Poltergeists: Week of January 26, 2015

Poltergeists is a biweekly feature in which Michael and Wes share tracks that they have had on repeat over the past two weeks.


Musk Ox - “Part 1 - Earthrise”

I have been incredibly stuck on this track, and album for that matter, recently. I have tried to go to other artists but for some reason this song really fits the foggy lines that winter leaves as it pushes its way through the season. I think that it is romantic and moving to say the very least. I feel the same way about Disemballerina, who are from Portland. The music is so emotionally driven with so few instruments.

Disemballerina - “Sundowning”

Speaking of Disemballerina! “Sundowning” is from their latest album Undertaker, and has a lot of meaning behind it. According to the bandcamp description of the song, “Sundowning” is a form of dementia that is unique to Alzheimer’s patients, and the sample that bookends this song is a cell phone recording of the death rattle of a close friend (a clicking, sometimes gurgling sound often heard in the last few moments of life which is caused by saliva build up in the throat as you begin to lose the ability to swallow). These elements, along with the rise and fall of guitar, viola, and cello, make this song extremely emotional.

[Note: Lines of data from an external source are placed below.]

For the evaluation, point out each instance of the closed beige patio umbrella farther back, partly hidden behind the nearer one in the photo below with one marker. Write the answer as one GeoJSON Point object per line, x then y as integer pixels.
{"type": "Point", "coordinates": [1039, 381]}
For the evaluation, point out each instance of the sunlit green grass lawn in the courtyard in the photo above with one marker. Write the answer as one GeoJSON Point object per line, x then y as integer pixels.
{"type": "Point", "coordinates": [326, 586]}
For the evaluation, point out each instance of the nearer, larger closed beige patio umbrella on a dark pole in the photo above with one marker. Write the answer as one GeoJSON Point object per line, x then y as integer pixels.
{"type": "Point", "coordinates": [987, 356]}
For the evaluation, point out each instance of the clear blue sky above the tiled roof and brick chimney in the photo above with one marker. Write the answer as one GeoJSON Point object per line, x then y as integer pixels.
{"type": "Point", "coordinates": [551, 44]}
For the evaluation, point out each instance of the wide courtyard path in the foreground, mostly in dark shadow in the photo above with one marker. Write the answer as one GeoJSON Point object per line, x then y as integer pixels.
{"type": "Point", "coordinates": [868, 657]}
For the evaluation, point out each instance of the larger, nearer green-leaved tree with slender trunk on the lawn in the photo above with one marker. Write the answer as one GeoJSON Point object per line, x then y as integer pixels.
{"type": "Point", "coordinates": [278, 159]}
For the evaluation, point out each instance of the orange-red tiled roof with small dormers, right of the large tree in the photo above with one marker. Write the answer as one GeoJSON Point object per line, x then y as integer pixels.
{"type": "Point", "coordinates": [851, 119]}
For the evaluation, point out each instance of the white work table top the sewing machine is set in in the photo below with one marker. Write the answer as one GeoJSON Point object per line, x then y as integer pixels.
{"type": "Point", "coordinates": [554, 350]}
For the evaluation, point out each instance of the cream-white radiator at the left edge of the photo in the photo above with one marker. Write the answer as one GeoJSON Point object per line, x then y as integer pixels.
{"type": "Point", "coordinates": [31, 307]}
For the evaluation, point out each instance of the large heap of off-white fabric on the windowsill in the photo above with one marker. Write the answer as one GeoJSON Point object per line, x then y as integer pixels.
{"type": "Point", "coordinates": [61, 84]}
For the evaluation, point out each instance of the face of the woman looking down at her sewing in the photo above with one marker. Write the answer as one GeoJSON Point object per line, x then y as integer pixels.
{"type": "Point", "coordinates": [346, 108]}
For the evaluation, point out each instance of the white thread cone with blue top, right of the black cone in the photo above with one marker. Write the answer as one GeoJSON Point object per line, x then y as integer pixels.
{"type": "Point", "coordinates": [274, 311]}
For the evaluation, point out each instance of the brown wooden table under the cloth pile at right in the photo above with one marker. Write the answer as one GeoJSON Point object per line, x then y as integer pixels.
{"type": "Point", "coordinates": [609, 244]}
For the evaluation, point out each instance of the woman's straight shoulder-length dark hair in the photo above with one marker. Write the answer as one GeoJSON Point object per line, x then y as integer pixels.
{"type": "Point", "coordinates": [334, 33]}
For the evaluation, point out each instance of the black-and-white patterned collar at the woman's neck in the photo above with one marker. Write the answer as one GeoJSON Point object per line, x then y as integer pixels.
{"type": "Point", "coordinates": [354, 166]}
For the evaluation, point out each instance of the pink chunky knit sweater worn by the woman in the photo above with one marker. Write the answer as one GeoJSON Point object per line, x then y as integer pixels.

Timeghost - “Dissection Theater”

There’s a lot of noise out there that I just can’t dig on. Often, I find noise artists who are squelching some feedback through a delay pedal at uncomfortably high frequencies, and then sitting back and telling me that the point is that I’m not supposed to like it; I’m not supposed to be comfortable.

Timeghost expertly shows these people that discomfort doesn’t have to mean unlistenable. “Dissection Theater” pulls itself along as though it is withdrawing itself from the listener; it builds anticipation before slamming down on gabbed out kicks. It utilizes and, more importantly, harnesses uncomfortable high frequencies to cut through and create moments of tension, while staticky shuffles and a morphing bass do the song’s heavy lifting, accented by errant blips and heavily modulated vocals. Harsh noise artists take note: this is how you use discomfort.

Pharmakon - “Bestial Burden”

This track gets pretty repetitive. That repetition works well to create this weird, almost hypnotic sort of feeling, where you start to feel like you’re being pulled into the song. The vocals start out almost spoken word; they are adorned only by a sort of delay. They quickly fall into a pattern of repetitive talking and screaming that mirrors the repetitiveness of the percussion and bass. Soon, the song loses its lull, its sense of pulling in. The repetition becomes aggressive, and rather than bringing you in, it comes at you; it attacks, and pushes you back. “Bestial Burden” is another great example of how to use discomfort as a tool.